I wrote a post on BitchBuzz this week talking about what happens when people who are normally rather adept in social situations run into momentary lapses of reason – due to technology.
The background on the story was left out of the post on BB, mostly because it’s personal and so not appropriate to share there.
But I feel as though the story merits a closer look.
So here it goes…
A month or so back I was out with some friends. I was in a particularly cantankerous mood (which for anyone who knows me can mean anything from me being somewhat sassy to downright snarky. This particular night fell somewhere towards the middle of that continuum). One of the friends in the posse was in particularly bad state (recent break up and things of that nature). Suffice to say that this was an oil and water sort of situation that for some reason I felt compelled to Twitter.
Not only because this particular friend follows me, but because the Tweet I sent wasn’t particularly clear about what was really going on in my noggin.

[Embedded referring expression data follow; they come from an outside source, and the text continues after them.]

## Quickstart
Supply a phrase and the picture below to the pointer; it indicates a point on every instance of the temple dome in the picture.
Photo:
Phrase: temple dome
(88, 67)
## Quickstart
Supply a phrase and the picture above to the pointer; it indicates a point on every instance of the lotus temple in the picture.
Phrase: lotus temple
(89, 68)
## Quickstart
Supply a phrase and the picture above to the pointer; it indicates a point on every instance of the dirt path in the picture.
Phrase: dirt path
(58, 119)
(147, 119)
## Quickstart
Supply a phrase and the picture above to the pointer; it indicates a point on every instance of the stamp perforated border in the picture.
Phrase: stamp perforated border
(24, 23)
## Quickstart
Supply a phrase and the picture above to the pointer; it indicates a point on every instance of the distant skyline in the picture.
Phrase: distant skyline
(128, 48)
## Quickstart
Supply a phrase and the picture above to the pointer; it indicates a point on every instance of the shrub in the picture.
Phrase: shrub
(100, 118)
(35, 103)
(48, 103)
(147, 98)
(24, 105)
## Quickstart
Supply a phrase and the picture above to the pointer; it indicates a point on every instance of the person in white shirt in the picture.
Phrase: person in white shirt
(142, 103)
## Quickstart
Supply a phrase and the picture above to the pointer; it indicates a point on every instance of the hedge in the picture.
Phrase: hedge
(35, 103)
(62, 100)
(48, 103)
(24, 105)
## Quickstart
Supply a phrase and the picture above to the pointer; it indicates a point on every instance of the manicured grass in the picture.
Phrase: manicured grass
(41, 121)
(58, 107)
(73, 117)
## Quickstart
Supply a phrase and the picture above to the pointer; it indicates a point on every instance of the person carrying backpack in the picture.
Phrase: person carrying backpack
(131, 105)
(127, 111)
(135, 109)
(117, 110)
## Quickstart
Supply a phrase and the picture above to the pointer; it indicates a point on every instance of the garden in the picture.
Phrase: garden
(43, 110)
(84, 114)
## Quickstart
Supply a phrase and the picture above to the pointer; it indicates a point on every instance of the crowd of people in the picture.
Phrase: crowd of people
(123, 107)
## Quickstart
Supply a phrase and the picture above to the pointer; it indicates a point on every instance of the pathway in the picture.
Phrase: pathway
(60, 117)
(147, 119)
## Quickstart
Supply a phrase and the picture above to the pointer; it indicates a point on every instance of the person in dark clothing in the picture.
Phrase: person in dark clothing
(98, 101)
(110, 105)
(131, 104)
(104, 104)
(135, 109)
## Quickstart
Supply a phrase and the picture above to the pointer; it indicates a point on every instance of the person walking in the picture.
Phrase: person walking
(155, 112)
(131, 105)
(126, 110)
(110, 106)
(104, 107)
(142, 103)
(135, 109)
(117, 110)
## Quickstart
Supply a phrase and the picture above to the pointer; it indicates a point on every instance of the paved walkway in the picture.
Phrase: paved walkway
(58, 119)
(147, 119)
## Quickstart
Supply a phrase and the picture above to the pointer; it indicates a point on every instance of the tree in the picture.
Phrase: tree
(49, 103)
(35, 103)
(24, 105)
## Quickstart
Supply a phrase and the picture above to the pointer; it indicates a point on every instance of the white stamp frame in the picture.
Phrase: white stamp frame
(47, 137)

The truth of the matter is that it had nothing to do with her. I wasn’t up for going out that night but had committed to going, so I went – in spite of feeling crappy. Thus when my friend’s behavior got on the 1/8 of a nerve I had, she became a logical target. Well, logical in my not-too-logically-thinking state, at least.
As it read, the Tweet was a direct attack on her. Someone even responded to my Tweet saying: “Wow. Bet you’re pretty sure this person doesn’t follow you on Twitter.” My response was that she did and if she asked me about it, I’d talk with her directly.
This is where my trespass began.
When she emailed me the following Monday – no subject line and a single line in the body of the note saying: “Nice Twitter comment this weekend” – I responded that the Tweet had nothing to do with her.
Which was true, but she didn’t believe me. And based on how the Tweet read she was right in believing that – especially since in my response to her I failed to explain what was actually on my mind that night. Not that this would have excused my Tweet, but it would have at least set the record straight.
To make a long story short this friend’s feelings were hurt – and rightfully so. And to make matters worse as a result of this communications kerfuffle she pretty much stopped talking to me for a while.
Now there are parts of this story I’m truncating and to be honest I do feel that while her feelings are valid, her reaction to it was slightly north of exaggerated. But that’s not the point for this tale.
The point here is that in an attempt to be transparent about what was going on with me, I hurt someone’s feelings. And then when she approached me about it rather than stepping up, I stepped away.
Long story short, this friend and I met up for drinks recently, and after an hour or so (and a few beverages to grease the skids of difficult discussion) we got into “the conversation.”
That’s when she said something surprising. She told me that while I may think that I’m transparent, I’m not.
I mean just looking at the almost ridiculous volume of social media tools that I use on a daily basis one would certainly think that I share a lot … perhaps even over share on occasion.
But sharing shouldn’t be mistaken for transparency and in fact, sometimes just because you’re talking doesn’t mean you’re actually saying anything.
For starters, and I said this in my BitchBuzz post today, Etiquette matters. On that I’ll point to a recent post by Chris Brogan that I think outlines some rather solid basic etiquette rules that apply to various social media platforms.
But more to the point, I’ve realized that transparency is relative. What one person sees as appropriate or acceptable to share may be utterly out of the question for another.
In today’s always-on-digitally-linked world, paying closer attention to the above mentioned social etiquette becomes even more important. And as we wend our way through being open, sharing our thoughts and telling stories, be mindful that just because you’re okay with laying out your dirty laundry for everyone to see, doesn’t mean others who might be involved in the story are.
Before you spout off under the umbrella of being authentic and raising your voice, make sure you’re not raining crap on someone else.